Urbanism After Extraction

Reclaiming Europe’s Coal Towns: Housing, Landscape, and Infrastructure in the Silesia Region, Poland

As part of the Upper Silesian Coal Basin, Katowice grew through much of the twentieth century with the development of the coal mining industry. Poland had become a world leader in coal production until its transition to a service economy and the restructuring of the industry in the 1990’s, which has led to phases of population decline and unemployment in many cities across the Katowice metropolitan area. While Poland’s economy continues to grow as a whole and Katowice has been establishing new cultural, educational and employment opportunities, there remains affected areas in the region that still face serious environmental degradation including subsidence, landfill, and water contamination.

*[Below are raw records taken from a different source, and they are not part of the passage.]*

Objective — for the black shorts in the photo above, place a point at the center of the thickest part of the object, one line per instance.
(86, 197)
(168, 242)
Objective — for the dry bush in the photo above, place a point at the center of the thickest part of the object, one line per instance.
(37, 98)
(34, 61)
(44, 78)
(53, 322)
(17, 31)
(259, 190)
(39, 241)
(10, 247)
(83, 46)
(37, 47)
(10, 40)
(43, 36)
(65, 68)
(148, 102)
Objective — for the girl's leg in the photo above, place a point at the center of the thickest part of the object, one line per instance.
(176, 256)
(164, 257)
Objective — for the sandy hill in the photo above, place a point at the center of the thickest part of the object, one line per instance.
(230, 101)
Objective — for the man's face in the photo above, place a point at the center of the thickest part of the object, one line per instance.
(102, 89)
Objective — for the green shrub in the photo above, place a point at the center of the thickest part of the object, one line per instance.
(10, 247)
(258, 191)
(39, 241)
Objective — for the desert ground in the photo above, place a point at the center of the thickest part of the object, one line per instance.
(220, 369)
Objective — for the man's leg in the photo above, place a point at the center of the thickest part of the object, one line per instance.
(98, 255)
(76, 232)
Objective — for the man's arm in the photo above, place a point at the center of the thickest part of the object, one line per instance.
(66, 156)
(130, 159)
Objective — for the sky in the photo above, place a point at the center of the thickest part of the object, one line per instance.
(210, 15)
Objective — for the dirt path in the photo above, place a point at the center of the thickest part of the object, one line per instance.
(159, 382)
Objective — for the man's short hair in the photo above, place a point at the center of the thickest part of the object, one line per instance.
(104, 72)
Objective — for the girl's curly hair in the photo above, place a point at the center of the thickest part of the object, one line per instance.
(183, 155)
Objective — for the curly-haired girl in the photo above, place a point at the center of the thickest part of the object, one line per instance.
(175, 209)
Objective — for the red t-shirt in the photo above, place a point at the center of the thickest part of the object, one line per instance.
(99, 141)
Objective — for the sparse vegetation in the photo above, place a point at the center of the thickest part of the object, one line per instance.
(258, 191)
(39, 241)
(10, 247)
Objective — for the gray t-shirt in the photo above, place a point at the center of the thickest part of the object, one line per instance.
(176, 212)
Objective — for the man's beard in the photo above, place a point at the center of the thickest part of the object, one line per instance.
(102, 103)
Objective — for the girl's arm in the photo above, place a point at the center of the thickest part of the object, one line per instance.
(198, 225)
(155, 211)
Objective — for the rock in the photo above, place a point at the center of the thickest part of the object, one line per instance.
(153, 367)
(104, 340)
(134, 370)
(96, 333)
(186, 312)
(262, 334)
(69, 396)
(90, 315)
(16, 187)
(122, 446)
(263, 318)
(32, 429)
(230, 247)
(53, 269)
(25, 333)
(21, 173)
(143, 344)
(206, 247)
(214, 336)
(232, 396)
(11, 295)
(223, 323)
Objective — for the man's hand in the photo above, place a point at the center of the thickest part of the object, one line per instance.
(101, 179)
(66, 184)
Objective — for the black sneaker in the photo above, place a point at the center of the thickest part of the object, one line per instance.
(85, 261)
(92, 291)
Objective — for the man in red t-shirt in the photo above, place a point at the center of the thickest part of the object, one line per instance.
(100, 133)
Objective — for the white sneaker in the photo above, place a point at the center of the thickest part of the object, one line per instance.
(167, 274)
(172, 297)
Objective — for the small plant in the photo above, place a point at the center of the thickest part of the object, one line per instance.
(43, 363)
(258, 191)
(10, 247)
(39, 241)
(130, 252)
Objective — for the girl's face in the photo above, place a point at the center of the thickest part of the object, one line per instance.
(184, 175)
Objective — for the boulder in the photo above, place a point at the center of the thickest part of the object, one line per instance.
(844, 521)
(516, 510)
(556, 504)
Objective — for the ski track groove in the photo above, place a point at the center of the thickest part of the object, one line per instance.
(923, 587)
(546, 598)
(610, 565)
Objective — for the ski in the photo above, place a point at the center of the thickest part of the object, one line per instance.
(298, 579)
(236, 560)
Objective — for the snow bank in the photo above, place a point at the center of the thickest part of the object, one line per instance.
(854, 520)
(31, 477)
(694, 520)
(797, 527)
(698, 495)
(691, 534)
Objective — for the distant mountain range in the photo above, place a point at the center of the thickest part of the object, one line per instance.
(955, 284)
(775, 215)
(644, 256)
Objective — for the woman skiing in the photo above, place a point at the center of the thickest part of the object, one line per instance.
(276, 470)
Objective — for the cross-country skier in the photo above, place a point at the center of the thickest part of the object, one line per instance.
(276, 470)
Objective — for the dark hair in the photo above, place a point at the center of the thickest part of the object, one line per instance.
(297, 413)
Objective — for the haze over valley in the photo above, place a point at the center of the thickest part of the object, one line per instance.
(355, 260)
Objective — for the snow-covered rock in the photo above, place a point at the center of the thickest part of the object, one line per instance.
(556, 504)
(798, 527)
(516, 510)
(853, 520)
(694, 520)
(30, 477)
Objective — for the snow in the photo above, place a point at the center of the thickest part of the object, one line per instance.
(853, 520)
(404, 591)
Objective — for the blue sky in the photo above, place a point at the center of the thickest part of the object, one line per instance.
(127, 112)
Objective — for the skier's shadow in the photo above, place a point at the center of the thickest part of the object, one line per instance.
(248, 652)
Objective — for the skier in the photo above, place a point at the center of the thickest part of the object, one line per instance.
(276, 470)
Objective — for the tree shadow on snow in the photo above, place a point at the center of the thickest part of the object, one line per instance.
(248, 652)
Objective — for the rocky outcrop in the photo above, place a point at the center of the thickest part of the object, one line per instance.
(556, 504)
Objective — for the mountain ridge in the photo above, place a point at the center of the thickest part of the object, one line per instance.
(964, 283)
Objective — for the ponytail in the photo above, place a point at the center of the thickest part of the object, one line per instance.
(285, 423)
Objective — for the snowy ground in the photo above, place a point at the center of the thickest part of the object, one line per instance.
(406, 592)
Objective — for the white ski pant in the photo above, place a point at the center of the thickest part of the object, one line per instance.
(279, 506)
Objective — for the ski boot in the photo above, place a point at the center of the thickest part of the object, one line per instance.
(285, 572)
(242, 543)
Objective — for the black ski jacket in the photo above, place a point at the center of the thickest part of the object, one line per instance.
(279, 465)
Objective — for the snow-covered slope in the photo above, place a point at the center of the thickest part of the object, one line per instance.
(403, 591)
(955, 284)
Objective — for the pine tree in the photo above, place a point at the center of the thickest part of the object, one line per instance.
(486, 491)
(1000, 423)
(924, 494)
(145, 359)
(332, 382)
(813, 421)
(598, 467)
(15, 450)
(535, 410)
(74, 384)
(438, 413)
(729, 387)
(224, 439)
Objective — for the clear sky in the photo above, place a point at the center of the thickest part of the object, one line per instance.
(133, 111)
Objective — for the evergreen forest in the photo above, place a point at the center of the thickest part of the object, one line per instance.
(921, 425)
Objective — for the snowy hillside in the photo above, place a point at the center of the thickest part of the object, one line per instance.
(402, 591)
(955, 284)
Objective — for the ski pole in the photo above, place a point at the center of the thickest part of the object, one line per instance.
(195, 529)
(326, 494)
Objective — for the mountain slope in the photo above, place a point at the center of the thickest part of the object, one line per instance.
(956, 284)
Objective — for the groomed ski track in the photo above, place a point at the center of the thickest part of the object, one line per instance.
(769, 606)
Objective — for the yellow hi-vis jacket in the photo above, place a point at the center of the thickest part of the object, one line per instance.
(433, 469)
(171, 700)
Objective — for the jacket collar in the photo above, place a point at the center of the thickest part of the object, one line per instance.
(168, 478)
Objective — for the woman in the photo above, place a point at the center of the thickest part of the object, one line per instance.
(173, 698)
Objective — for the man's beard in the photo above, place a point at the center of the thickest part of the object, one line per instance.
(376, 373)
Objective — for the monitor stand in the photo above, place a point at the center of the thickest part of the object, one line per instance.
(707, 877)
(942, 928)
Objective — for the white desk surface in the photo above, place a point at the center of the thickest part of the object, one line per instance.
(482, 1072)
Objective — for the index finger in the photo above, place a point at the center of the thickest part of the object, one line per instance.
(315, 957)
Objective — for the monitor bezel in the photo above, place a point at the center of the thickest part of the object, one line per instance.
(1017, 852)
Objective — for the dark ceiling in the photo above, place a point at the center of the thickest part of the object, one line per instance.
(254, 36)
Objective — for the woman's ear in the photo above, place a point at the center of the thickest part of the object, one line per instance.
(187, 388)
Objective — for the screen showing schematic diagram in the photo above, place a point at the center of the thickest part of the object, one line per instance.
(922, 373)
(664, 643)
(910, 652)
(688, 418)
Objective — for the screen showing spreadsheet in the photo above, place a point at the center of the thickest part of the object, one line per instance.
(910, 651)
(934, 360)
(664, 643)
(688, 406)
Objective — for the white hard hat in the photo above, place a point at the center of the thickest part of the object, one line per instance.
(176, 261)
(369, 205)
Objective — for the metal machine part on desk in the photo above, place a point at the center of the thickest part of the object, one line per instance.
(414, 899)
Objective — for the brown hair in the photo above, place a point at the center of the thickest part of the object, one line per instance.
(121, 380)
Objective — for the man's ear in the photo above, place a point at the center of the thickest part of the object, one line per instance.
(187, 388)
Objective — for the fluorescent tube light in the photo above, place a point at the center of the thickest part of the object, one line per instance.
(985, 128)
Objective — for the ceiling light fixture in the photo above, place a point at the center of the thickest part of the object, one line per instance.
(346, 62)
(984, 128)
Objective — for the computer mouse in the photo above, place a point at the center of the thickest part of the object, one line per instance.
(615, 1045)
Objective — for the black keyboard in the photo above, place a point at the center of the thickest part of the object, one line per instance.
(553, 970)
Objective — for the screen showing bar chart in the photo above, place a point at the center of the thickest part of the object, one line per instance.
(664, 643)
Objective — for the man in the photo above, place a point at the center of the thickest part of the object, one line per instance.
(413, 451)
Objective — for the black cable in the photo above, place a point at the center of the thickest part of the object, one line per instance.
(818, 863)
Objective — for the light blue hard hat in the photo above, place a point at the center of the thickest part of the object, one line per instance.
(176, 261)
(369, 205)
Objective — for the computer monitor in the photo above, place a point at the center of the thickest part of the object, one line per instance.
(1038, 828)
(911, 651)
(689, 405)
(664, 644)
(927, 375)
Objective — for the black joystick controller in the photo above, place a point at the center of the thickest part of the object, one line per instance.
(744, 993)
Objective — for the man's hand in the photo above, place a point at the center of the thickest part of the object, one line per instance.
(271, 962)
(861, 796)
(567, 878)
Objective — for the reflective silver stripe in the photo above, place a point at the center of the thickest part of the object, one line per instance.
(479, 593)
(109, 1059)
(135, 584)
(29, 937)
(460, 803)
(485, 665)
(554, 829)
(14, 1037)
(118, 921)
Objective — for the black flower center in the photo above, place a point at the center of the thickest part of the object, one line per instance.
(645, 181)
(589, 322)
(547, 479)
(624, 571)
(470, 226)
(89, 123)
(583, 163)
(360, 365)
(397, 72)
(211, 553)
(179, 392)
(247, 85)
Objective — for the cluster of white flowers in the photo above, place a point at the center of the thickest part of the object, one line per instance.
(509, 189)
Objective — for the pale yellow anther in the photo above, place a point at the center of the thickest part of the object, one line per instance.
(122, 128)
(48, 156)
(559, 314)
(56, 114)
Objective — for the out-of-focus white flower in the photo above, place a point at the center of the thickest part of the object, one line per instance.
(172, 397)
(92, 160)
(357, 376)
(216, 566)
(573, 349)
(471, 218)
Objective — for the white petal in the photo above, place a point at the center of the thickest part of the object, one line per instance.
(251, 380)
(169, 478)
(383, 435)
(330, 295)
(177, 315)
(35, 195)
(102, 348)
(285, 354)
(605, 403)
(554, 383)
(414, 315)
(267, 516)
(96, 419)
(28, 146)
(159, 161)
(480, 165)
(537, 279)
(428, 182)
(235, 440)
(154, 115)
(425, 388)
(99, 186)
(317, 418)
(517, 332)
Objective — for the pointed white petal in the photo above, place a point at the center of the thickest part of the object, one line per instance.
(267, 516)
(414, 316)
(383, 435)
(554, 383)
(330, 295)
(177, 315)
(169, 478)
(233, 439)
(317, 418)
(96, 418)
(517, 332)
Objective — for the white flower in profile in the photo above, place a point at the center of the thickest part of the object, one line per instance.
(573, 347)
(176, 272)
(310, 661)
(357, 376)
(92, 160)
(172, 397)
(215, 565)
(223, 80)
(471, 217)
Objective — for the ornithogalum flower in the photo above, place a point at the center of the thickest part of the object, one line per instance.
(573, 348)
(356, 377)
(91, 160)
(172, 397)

Despite the general decline in the industry, increased operational costs in old and deep mines, and an aging power plant infrastructure, Poland continues to be heavily reliant on coal to meet their current energy demands. As the European Union and much of the world sets targets for transitioning to renewable energy, Poland and the Katowice urban area in particular are faced with a twofold challenge: how to reclaim a highly degraded post-coal landscape for the future, and how to transition to a new energy paradigm. This urban design studio will address both the environmental and social aspects of this problem. The studio will challenge students to seek a comprehensive approach that calls to combine design and landscape strategies with processes of legislation, zoning, financing, and investment structures. Focusing on selected sites and recurring urban conditions within Katowice, the following questions will be asked – can the reclaiming of this post coal- mined landscape be combined with new urban development practices in a way that one supports the other? Can we imagine strategies for environmental reclamation and landscape cultivation that carry ambitions for social reconstruction? Can new models of housing, such as citizen led collaborative developments, take an active role in this project? Can we envision new models for integrating public environmental cleanup efforts, with market driven projects (housing and commercial spaces)?

This was the focus of the spring 2017 joint urban design studio, supported by the MIT Norman B. Leventhal Center for Advanced Urbanism, and co-taught by Rafi Segal and Marie Law Adams.